2. If you will be an ecologist, what program or activity would you want to do?
=If I will be an ecologist, the program/activity that I would do is Reforestation drones (Biocarbon
Engineering). BioCarbon Engineering aims to be the solution against deforestation and to protect
humans against the risk of hydro geological instability: they have the ability to plant new trees in the
most quick and efficient way by using drones. BioCarbon Engineering is an ecosystem restoration
company that came up with the solution that is faster, simple and able to scale up ecosystem
restoration dramatically by using the latest technology which is drones. BioCarbon Engineering
technology is enabling tree planting cheaper, faster and on a scale that has not been previously
possible.

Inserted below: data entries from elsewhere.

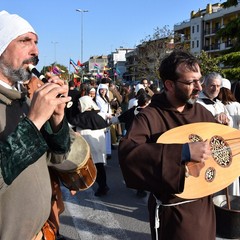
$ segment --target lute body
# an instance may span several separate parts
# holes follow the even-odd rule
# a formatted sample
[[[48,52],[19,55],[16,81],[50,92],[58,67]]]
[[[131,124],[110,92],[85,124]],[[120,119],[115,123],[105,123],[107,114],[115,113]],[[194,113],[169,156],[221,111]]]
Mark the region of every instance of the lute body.
[[[218,123],[191,123],[173,128],[158,143],[187,143],[209,140],[212,156],[205,161],[198,177],[185,178],[184,199],[201,198],[229,186],[240,175],[240,131]]]

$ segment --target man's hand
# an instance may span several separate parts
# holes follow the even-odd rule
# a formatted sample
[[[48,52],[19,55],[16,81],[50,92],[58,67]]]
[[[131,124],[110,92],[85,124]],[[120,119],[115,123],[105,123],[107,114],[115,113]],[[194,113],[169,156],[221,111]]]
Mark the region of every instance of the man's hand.
[[[64,97],[58,97],[60,95]],[[35,91],[28,117],[39,130],[51,118],[52,128],[57,131],[64,117],[65,105],[70,100],[68,85],[57,76],[53,76],[48,83]]]
[[[189,143],[190,162],[187,163],[188,174],[198,177],[201,169],[205,166],[205,161],[211,156],[211,147],[209,142],[191,142]]]
[[[217,114],[217,115],[215,116],[215,119],[216,119],[219,123],[224,124],[224,125],[228,125],[229,122],[230,122],[228,116],[227,116],[224,112]]]

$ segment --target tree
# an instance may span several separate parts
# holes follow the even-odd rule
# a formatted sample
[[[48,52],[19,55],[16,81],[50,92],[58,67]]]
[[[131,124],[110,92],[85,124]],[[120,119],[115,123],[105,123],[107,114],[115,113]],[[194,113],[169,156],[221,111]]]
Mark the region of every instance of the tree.
[[[200,61],[201,73],[206,75],[210,72],[218,72],[223,74],[222,69],[219,67],[219,60],[217,58],[211,58],[205,51],[201,51],[200,55],[197,56]]]
[[[222,3],[223,8],[229,8],[238,5],[237,0],[228,0]],[[225,52],[235,52],[240,50],[240,18],[236,17],[229,21],[224,28],[217,31],[217,37],[231,41],[232,48]]]
[[[161,59],[173,49],[173,31],[166,25],[154,29],[152,36],[148,35],[141,40],[137,47],[138,77],[149,80],[160,79],[158,68]]]
[[[54,67],[57,67],[59,69],[59,74],[57,73],[54,73],[54,74],[61,75],[62,79],[69,80],[69,72],[67,67],[61,64],[52,63],[49,66],[44,66],[41,70],[41,74],[46,75],[47,72],[52,72]]]
[[[238,5],[238,0],[227,0],[226,2],[221,4],[223,8],[229,8],[237,5]]]
[[[223,74],[231,80],[240,79],[240,52],[232,52],[217,58],[218,62],[223,65]]]

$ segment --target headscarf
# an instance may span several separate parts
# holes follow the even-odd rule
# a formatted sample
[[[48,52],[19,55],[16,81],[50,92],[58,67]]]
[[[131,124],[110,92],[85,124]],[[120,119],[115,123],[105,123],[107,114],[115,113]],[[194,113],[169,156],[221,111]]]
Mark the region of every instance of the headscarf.
[[[79,98],[79,102],[81,105],[81,112],[85,112],[87,110],[100,110],[97,104],[92,100],[90,96],[83,96]]]
[[[23,18],[6,11],[0,12],[0,56],[11,43],[20,35],[32,32],[36,34],[33,27]],[[36,34],[37,35],[37,34]]]

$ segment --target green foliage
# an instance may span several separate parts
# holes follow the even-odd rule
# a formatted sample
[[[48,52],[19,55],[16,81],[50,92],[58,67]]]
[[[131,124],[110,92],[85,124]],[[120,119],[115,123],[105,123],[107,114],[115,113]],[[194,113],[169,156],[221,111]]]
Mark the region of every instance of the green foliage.
[[[227,0],[226,2],[221,4],[223,8],[229,8],[231,6],[237,6],[237,5],[238,5],[238,0]]]
[[[219,60],[217,58],[211,58],[205,51],[201,51],[200,55],[197,56],[202,75],[206,75],[210,72],[218,72],[222,74],[222,69],[218,66]]]
[[[69,73],[68,68],[64,65],[58,64],[58,63],[52,63],[49,66],[44,66],[41,70],[41,74],[45,75],[47,72],[50,72],[53,66],[57,66],[59,69],[61,69],[63,72],[61,73],[61,78],[68,80]]]
[[[219,63],[229,67],[240,67],[240,52],[232,52],[218,57]]]

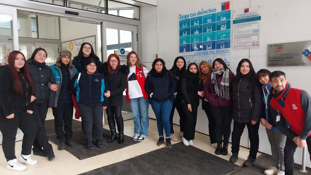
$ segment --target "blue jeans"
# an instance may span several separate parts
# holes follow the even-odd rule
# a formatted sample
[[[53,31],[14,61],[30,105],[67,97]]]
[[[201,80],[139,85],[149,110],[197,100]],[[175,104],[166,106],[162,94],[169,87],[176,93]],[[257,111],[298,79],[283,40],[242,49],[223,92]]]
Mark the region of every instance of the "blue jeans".
[[[166,138],[169,138],[171,135],[170,125],[169,124],[169,115],[172,110],[173,103],[169,100],[163,102],[158,102],[151,99],[151,107],[155,112],[156,118],[156,125],[158,132],[160,137],[163,137],[163,128],[165,131]]]
[[[147,137],[149,127],[149,100],[142,97],[130,99],[130,102],[133,112],[135,135]]]

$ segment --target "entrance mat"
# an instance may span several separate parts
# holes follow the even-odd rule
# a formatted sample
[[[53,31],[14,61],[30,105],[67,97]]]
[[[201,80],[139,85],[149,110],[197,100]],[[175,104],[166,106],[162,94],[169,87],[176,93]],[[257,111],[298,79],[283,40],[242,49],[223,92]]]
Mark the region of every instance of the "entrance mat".
[[[73,134],[71,139],[73,142],[77,144],[77,145],[74,147],[70,147],[66,145],[65,150],[80,160],[121,149],[139,142],[133,141],[131,137],[124,135],[124,143],[123,144],[119,144],[117,138],[113,142],[109,144],[107,143],[107,141],[110,138],[111,133],[110,132],[110,130],[104,129],[103,130],[104,148],[98,148],[95,143],[93,142],[94,150],[89,150],[86,149],[85,147],[86,141],[84,139],[84,134],[82,130],[74,130],[73,131]],[[56,139],[55,134],[48,135],[48,137],[50,141],[58,145],[58,141]]]
[[[165,142],[163,143],[165,144]],[[239,166],[182,142],[80,174],[223,174]]]
[[[308,158],[307,161],[309,161]],[[245,175],[245,174],[252,174],[252,175],[262,175],[263,174],[263,172],[272,166],[272,156],[266,154],[262,154],[257,157],[257,160],[255,164],[252,166],[248,167],[242,166],[243,167],[239,171],[234,173],[230,174],[234,175]],[[296,163],[295,164],[294,173],[295,175],[305,175],[304,173],[300,172],[301,165]],[[311,172],[311,169],[306,168],[306,170],[308,173]]]
[[[45,128],[45,131],[47,135],[50,135],[55,134],[55,126],[54,125],[54,119],[46,120],[44,123],[44,127]],[[76,120],[72,119],[72,130],[82,128],[81,122]],[[63,127],[63,130],[64,127]]]

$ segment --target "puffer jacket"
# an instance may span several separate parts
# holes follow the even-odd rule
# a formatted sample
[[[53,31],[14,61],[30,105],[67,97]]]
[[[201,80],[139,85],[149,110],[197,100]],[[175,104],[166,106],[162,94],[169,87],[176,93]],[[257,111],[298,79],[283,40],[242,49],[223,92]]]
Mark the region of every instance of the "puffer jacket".
[[[31,88],[29,82],[21,75],[23,89],[22,97],[14,92],[14,80],[8,65],[0,66],[0,108],[5,116],[16,112],[16,109],[27,106],[33,110],[33,103],[30,103]]]
[[[106,77],[110,89],[109,97],[109,106],[122,106],[123,104],[123,92],[126,88],[128,84],[127,78],[130,72],[128,66],[120,65],[118,68],[117,73],[113,75],[111,79],[110,74],[108,71],[107,62],[103,64],[101,73]]]
[[[26,62],[35,86],[34,96],[36,99],[34,102],[41,103],[48,102],[48,107],[52,107],[54,106],[56,92],[49,89],[51,85],[56,84],[52,69],[45,63],[40,63],[31,58]]]
[[[233,86],[233,118],[238,123],[258,121],[260,118],[263,97],[259,82],[252,83],[249,74],[242,77],[238,84]]]

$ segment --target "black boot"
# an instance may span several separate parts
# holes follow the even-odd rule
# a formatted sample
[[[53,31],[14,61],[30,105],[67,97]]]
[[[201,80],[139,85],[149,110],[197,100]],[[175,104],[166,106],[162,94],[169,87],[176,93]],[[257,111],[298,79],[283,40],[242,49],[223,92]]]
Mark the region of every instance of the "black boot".
[[[57,140],[58,141],[58,146],[57,149],[58,150],[65,149],[65,139],[63,138]]]
[[[118,131],[119,132],[119,139],[118,141],[119,144],[122,144],[124,143],[124,125],[123,123],[123,118],[121,117],[117,121],[117,125],[118,126]]]
[[[221,149],[221,155],[225,156],[228,154],[228,144],[224,143]]]
[[[215,150],[215,154],[216,155],[220,155],[221,153],[221,145],[222,143],[217,143],[217,148]]]
[[[117,131],[116,130],[116,124],[114,119],[108,118],[107,120],[109,128],[110,129],[110,132],[111,133],[111,135],[108,140],[108,143],[110,143],[114,142],[114,140],[117,139]]]
[[[67,137],[65,140],[65,144],[70,147],[76,146],[77,144],[71,140],[71,137]]]

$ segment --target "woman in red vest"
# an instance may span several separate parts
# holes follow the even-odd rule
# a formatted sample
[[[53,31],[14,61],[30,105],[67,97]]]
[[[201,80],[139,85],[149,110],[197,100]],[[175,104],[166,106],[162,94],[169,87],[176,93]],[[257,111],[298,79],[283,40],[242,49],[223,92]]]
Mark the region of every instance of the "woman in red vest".
[[[149,127],[149,96],[145,90],[148,69],[139,60],[137,53],[130,52],[126,57],[129,68],[126,87],[126,100],[131,102],[134,121],[134,136],[133,140],[142,142],[148,136]]]

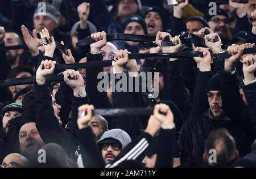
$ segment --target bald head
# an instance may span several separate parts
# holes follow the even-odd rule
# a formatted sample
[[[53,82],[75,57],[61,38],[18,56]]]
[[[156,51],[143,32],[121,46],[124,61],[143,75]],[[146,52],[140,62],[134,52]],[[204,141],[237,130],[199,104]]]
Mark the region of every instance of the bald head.
[[[104,133],[108,130],[108,122],[101,116],[96,115],[89,122],[92,132],[95,135],[96,140],[98,140]]]
[[[216,151],[217,163],[209,163],[211,165],[225,164],[238,156],[235,140],[225,129],[215,130],[210,133],[205,146],[207,158],[212,154],[209,151],[213,149]]]
[[[108,42],[106,45],[101,49],[101,50],[104,51],[103,54],[103,60],[110,59],[111,52],[115,52],[117,50],[117,47],[113,44]],[[110,73],[110,67],[105,66],[103,67],[103,69],[105,72],[108,74]]]
[[[5,157],[2,165],[7,168],[26,168],[28,166],[28,160],[20,154],[13,153]]]

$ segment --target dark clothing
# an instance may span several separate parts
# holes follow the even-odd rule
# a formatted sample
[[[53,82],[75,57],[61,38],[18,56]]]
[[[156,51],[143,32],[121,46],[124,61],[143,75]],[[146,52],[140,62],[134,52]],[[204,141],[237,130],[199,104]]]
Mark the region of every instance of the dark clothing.
[[[239,93],[236,75],[228,75],[222,72],[221,75],[222,106],[230,120],[225,121],[213,117],[208,108],[206,95],[206,87],[212,76],[211,73],[199,71],[191,117],[183,125],[179,139],[181,160],[188,157],[200,163],[203,159],[205,140],[210,131],[220,127],[227,129],[233,135],[241,156],[250,150],[255,131],[251,129],[253,125],[249,121],[246,106]],[[181,160],[183,163],[184,161]]]
[[[248,105],[250,118],[254,128],[256,128],[256,83],[242,87]]]
[[[52,99],[48,84],[42,86],[36,84],[33,91],[35,95],[36,126],[44,143],[57,143],[69,156],[75,155],[75,151],[71,151],[69,138],[64,129],[59,125],[59,120],[54,114]]]
[[[175,129],[160,130],[158,156],[155,168],[172,168]]]
[[[233,29],[234,35],[240,31],[248,32],[251,29],[251,24],[250,23],[246,15],[240,18],[237,17],[236,26]]]
[[[0,42],[0,48],[5,46],[5,42],[3,40]],[[11,70],[9,62],[8,62],[5,54],[5,51],[0,51],[0,80],[6,79],[8,72]],[[9,92],[7,88],[0,88],[0,102],[5,103],[11,101],[13,96]]]

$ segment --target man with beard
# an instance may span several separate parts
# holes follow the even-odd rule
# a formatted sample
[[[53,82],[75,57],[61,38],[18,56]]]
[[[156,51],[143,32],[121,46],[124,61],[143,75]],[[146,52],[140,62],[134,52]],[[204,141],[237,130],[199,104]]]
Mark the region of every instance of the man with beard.
[[[22,45],[22,40],[18,34],[15,32],[6,32],[5,37],[6,46]],[[23,53],[23,49],[16,49],[6,51],[7,59],[12,69],[20,65],[20,56]]]
[[[116,33],[116,27],[122,23],[127,17],[134,15],[140,9],[139,0],[117,1],[117,14],[108,27],[108,33]]]
[[[31,68],[25,66],[20,66],[10,70],[7,79],[30,77],[32,75],[33,71]],[[23,84],[8,87],[8,90],[11,93],[11,97],[10,98],[11,99],[11,100],[14,99],[18,92],[24,88],[29,88],[32,86],[32,85],[31,84]]]
[[[19,133],[20,152],[28,159],[32,159],[37,154],[44,143],[42,139],[35,122],[23,125]]]
[[[148,34],[156,35],[159,31],[165,31],[166,16],[158,7],[148,8],[144,16]]]
[[[105,132],[97,143],[105,163],[108,164],[130,142],[131,138],[127,133],[123,130],[114,129]]]
[[[5,156],[8,143],[10,142],[9,136],[13,131],[13,125],[18,123],[23,112],[22,104],[12,103],[6,105],[2,109],[2,121],[0,122],[0,143],[2,148],[0,150],[0,160]],[[2,147],[2,146],[1,146]]]
[[[179,139],[181,163],[201,163],[205,140],[212,130],[220,127],[226,129],[233,136],[241,156],[250,151],[255,133],[239,93],[235,69],[245,48],[244,45],[229,46],[228,52],[232,56],[225,59],[225,70],[212,78],[210,53],[204,50],[204,58],[194,58],[199,71],[193,108]]]
[[[228,44],[229,20],[228,13],[221,8],[217,8],[216,15],[210,15],[209,13],[206,13],[204,18],[208,21],[210,28],[220,37],[223,44]]]

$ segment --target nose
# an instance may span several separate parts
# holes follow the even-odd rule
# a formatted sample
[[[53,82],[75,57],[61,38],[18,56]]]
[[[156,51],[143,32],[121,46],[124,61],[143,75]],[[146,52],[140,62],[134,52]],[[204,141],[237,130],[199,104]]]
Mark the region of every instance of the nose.
[[[143,159],[143,160],[142,160],[142,163],[144,164],[144,165],[147,165],[147,159],[146,159],[147,156],[145,156]]]
[[[218,24],[219,26],[225,26],[226,25],[226,24],[224,23],[224,22],[223,20],[221,20],[220,23],[220,24]]]
[[[85,74],[85,69],[82,69],[82,71],[81,72],[82,74]]]
[[[28,133],[27,134],[27,136],[26,137],[26,140],[27,140],[28,139],[30,139],[31,138],[31,137],[32,137],[32,135],[30,133]]]
[[[109,151],[109,152],[112,152],[112,151],[113,151],[113,148],[112,148],[112,147],[111,147],[111,145],[109,145],[109,146],[108,147],[107,151]]]
[[[61,109],[61,106],[60,106],[60,105],[59,105],[57,104],[56,104],[56,105],[57,105],[57,109],[60,110],[60,109]]]
[[[214,95],[213,99],[213,104],[220,104],[220,97]]]
[[[131,34],[135,34],[136,33],[136,31],[135,31],[135,28],[133,28],[133,29],[131,30]]]

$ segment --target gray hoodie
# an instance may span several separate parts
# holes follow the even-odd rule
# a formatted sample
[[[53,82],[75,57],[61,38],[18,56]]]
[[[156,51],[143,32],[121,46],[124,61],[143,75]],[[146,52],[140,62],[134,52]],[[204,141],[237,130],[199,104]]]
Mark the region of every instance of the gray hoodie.
[[[98,144],[106,139],[113,139],[118,140],[122,144],[122,149],[123,149],[127,144],[131,142],[129,135],[123,130],[114,129],[105,132],[100,140],[97,142]]]

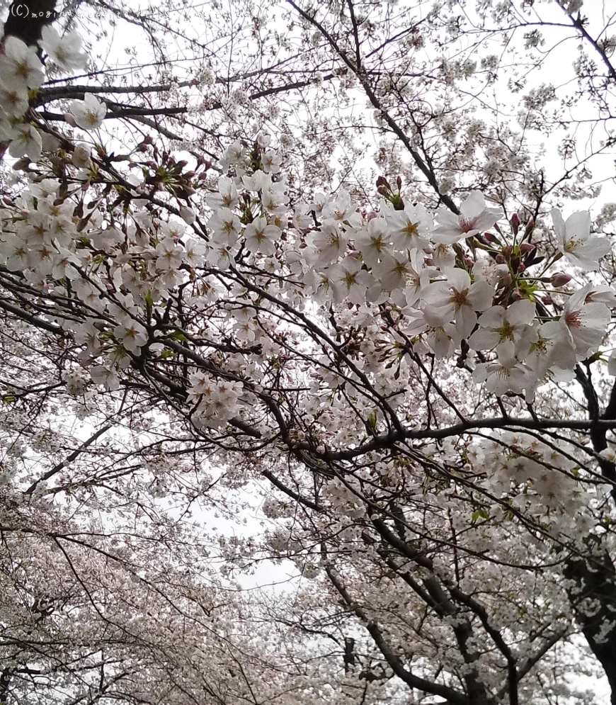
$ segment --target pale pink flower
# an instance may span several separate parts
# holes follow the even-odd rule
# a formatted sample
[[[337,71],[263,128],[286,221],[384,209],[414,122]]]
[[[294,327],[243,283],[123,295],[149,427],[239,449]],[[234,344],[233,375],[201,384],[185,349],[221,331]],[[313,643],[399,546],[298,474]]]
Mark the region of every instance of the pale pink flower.
[[[462,269],[447,269],[445,281],[438,281],[426,288],[422,298],[426,322],[431,326],[455,322],[459,339],[467,337],[477,322],[477,311],[485,311],[492,305],[494,287],[485,281],[471,283]]]
[[[436,212],[438,225],[432,238],[435,242],[452,244],[462,237],[471,237],[492,227],[502,217],[500,208],[489,208],[481,191],[471,191],[460,206],[460,215],[456,215],[442,207]]]
[[[607,237],[591,237],[591,215],[583,210],[569,215],[566,222],[560,211],[550,212],[558,249],[574,266],[586,271],[599,269],[599,260],[612,249]]]

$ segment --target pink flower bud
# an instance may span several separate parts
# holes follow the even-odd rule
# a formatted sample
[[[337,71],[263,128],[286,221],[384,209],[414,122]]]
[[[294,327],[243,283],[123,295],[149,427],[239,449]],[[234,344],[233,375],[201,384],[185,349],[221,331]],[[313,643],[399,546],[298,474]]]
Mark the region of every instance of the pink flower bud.
[[[552,286],[564,286],[565,284],[568,284],[571,281],[571,278],[570,275],[559,271],[552,275],[549,283]]]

The company’s approach to ecosystem restoration is driven by science and data that enables
decision-makers to choose the most appropriate species for their locations. Our innovative technology
works for challenging, hard to reach areas like mangrove landscapes, where muddy tidal zone terrain
presents numerous challenges to traditional planting techniques. The present methods will take at least
200 years to restore the degraded land, and we don’t have that time to fight climate change.